Cue sad music ... I'm going to go with "Fooled Me Again, Honest Eyes" by Lady GaGa considering this literally word for word (aside from switching girl to boy) on how much the dating community can fool, hurt, and depress any human.
I found a guy randomly on a site that we are going to call Plenty of Liars. We hit it off almost immediately and though at first I wasn't completely convinced he used beautiful strings of gorgeous words that I wanted ... needed to hear. How stunning my personality is, how badly he wanted to be with me, all these dates he wanted to go on, everything he wanted to do with me, how beautiful, hot, and gorgeous I am (even after he asked for a picture without my makeup on). We spent every single day texting each other for hours, we spent time on the phone telling each other how much we loved each others voices, how amazing we felt speaking with each other.

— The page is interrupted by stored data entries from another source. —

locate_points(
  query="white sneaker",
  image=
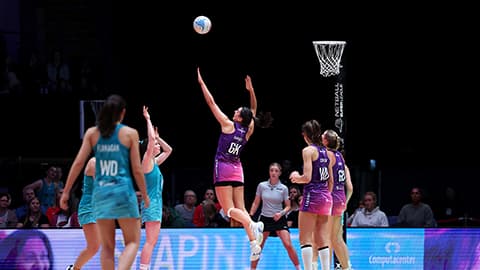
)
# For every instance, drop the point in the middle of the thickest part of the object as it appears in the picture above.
(255, 251)
(257, 228)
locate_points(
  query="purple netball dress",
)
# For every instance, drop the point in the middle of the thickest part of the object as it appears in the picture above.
(316, 197)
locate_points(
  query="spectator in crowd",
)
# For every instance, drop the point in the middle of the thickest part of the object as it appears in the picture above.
(416, 214)
(186, 209)
(45, 188)
(26, 250)
(370, 215)
(34, 217)
(8, 218)
(171, 218)
(59, 218)
(28, 194)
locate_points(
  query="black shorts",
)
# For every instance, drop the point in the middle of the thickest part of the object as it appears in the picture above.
(273, 226)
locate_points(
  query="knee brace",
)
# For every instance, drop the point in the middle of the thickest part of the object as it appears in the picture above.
(228, 212)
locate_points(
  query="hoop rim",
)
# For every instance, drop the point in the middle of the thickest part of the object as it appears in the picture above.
(329, 42)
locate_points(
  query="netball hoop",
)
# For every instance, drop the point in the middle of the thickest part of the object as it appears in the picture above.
(329, 54)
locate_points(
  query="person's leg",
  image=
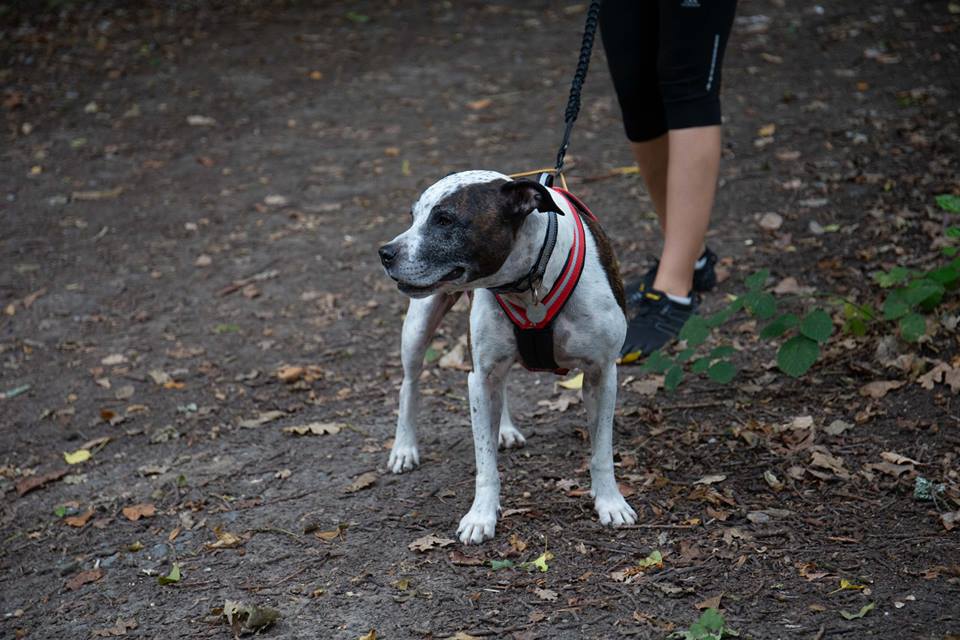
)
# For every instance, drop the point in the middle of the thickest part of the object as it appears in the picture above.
(689, 65)
(691, 183)
(652, 158)
(692, 37)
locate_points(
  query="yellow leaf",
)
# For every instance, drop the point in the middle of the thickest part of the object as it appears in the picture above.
(846, 585)
(78, 456)
(541, 562)
(576, 382)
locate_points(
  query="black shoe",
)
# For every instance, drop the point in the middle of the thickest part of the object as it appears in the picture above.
(658, 320)
(704, 279)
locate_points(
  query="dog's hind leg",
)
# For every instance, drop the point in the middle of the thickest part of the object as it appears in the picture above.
(423, 318)
(510, 436)
(600, 386)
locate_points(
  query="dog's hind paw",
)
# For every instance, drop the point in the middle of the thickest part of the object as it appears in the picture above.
(510, 437)
(403, 458)
(477, 526)
(615, 512)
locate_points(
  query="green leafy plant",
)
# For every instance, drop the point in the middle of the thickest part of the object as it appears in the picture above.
(710, 626)
(912, 295)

Finally, we were able to plan a day to meet and oh how excited I was. I completely believed that we were going to end up dating, he was even clingy and jealous (A type that is very underrated). He was even upset when I kissed another guy when I wasn't 100% sure whether he was real or not, which had made me realize that I really did want him because of his reaction ... I started counting down the days, hours, minutes which were all spent talking to him.
When the day finally arrived I spent the whole day completely nervous and shaking, I couldn't get my mind off of him, and when I finally met him my heart soared. Not only did he look exactly like his pictures and was not some 40 year old but his personality soared even more in person.
We started making our way back to my house (He needed to take a shower because he had been modelling for a beauty school's student out here so he had traces of makeup on that he didn't want on him) and he said he was nervous, I asked why and he told me that he wasn't sure if I still liked him in person, which of course I did and I said that ...
On our way up my apartment stairs he grabbed me and started kissing me, I felt instant electricity and he almost knocked me right off my feet. Only twice in my life have I felt a kiss like that so full of passion and desire before that one. Little did I know how much he was fooling me ...
Once he showered we cuddled and kissed on my couch talking about everything life had to offer. We watched Family Guy and talked some more, made food and basically just had an amazing evening. I leaned in to kiss him again and suddenly he was on my lap, I'll leave what ended up happening to the imagination but suffice to say it was amazing.
The morning came around and things started happening again, I made breakfast and we ate and spoke some more. Once he had taken a shower and hopped out I decided to take one as well, he kissed me and said don't take too long, gorgeous.
Little did I know that was the last time I would see him because when I hopped out of the shower he was no where to be seen. Crushed, I searched my apartment wondering if he was maybe playing a joke on me, I went into the hallway, walked all the way to the front door in tears hoping that maybe, perhaps, just perhaps he was just playing a trick on me albeit a mean, cruel trick considering he knew what guys have done to me in the past.
Of course he was no where to be found, I went upstairs and just bawled my eyes out singing to GaGa's song "You fooled me again, fooled me again with your honest, honest, honest eyes. Again, fooled me again with your dirty mouth filled with honest lies."
This is not just a story, but a plea to the community in general. Stop being fucking sluts, if you want a one night stand tell the other person that is what this is, or at least don't tell them how much you want a relationship and lead them on like this.
My Gay Heart had never wept as much as I did that next day, never before have I been fooled to that point before, never have I been walked over like that before, treated like such utter filth and dirt. There is no excuse or reason to ever treat someone like that, no one deserves to be treated as such.